Imagine 3M decides to buy rather than build. It follows Meta in firing the bottom 5% performers (4,750 employees) but recruits high-calibre talent from the market. It ignores research showing firstly thatexternal hires typically take three years to perform as well as internal promotions, yet command18% higher salaries, and secondly evidence that investing in training and other high commitment management practices produce measurable bottom line benefits. Stanford management professor Jeffrey Pfeffer laments “methods for achieving a culture of high-performance are known, but apparently [rarely] implemented.”

Fire-and-hire sounds simple, but there are real costs , including severance for those fired, recruitment costs for the new hires, training and onboarding costs, and then lost productivity as the hires come up to speed. The bottom line hit for the mechanics of hiring and firing:

$775.35M.

In order to earn that back, and then add to the bottom line, the new hires must exceed the average performers by a lot. If the new people produce double the profits of an average performer, the company loses around $200m in year 1.

If the hires perform at 3x the average performer, the company gains only around $94m.

Only if they manage an unlikely 4x average performance would 3M make a noticeable profit boost.

Raise the Average

Meanwhile, in another universe, 3M decides to boost profits by investing in the development of the middle 2/3 of the workforce (about 63,650 employees).

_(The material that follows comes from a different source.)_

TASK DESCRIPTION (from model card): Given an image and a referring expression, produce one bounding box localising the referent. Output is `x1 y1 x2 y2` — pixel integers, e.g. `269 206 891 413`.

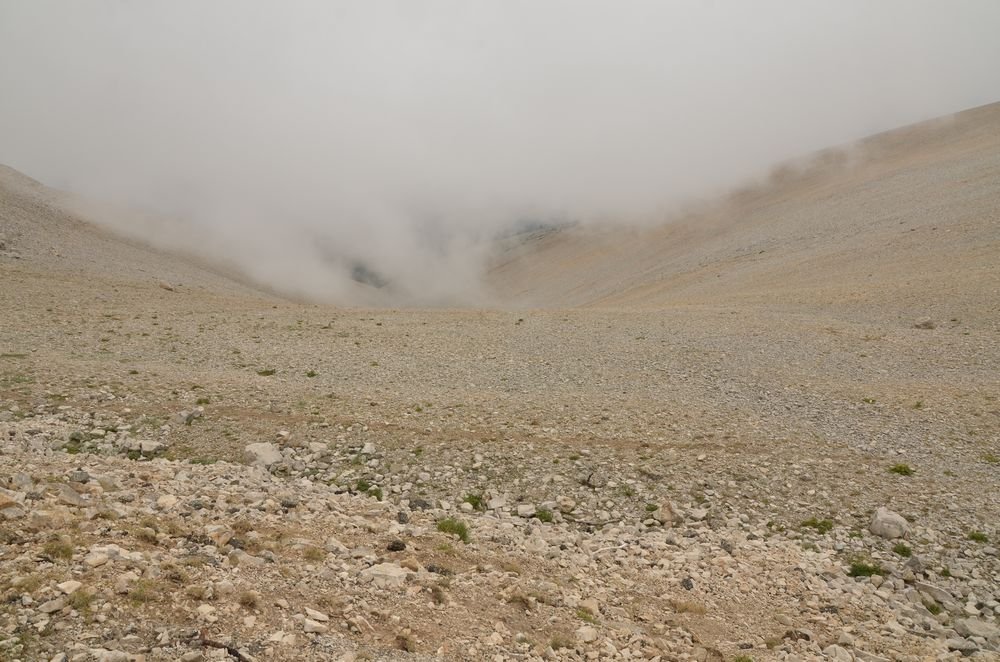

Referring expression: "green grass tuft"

This is clearly not cost free. Assuming an industry average spend of $1,308 per person, the training investment comes out at around $83.25M. To match the positive Fire & Hire scenario ($94.M), each middle-tier employee need to increase their productivity by:

2.4%.

You read that right. Just a few percentage points, averaged across the workforce exceeds the fire and hire strategy. That’s the good news. The great news? The evidence suggests that training lifts staff performance far higher than that.

Final Verdict: The Clear Business Case for Upskilling and Development

Given 3M’s financials, focusing on training and lifting the performance of the middle performing employees is the more effective strategy. Lifting performance a few percentage points yields a net profit increase of nearly $100m, compared to the highly variable returns in the Fire & Hire approach. While hiring top talent is an essential part of long-term success, businesses should always invest in the potential of their existing workforce before considering mass replacements.

The Wiser Path

When Google climbed out of the garage it faced a classic talent dilemma. Should they aggressively hire stars from established tech companies, or develop their own talent pipeline? They chose both – but with a twist. While selectively recruiting key players, they also invested heavily in building the best staff development in the world.

The choice between building and buying talent is ultimately a false dichotomy. The real question is how to create an organization where talent naturally flourishes. In today’s knowledge economy, that means investing in your people not as resources to be optimized, but as potential to be unleashed.

This way of thinking points to three key principles for modern organizations:

Create Learning Engines, Not Training Programs

Rather than viewing development as discrete events, successful organizations build continuous learning into their DNA. When consulting firm Bain & Company faced disruption from digital competitors, they didn’t just hire data scientists – they created the “Bain Analytics Academy” to upskill their entire consultant base. Within three years, their digital revenues tripled.

Build Communities, Not Just Capabilities

The best development approaches don’t just build skills – they forge connections. When Microsoft shifted to its growth mindset culture under Satya Nadella, they didn’t just offer training – they created learning communities where employees could experiment, fail, and grow together.

Measure What Matters

Finally, successful organizations track the right metrics. Instead of just measuring training hours or certification completions, they assess actual behavior change and business impact.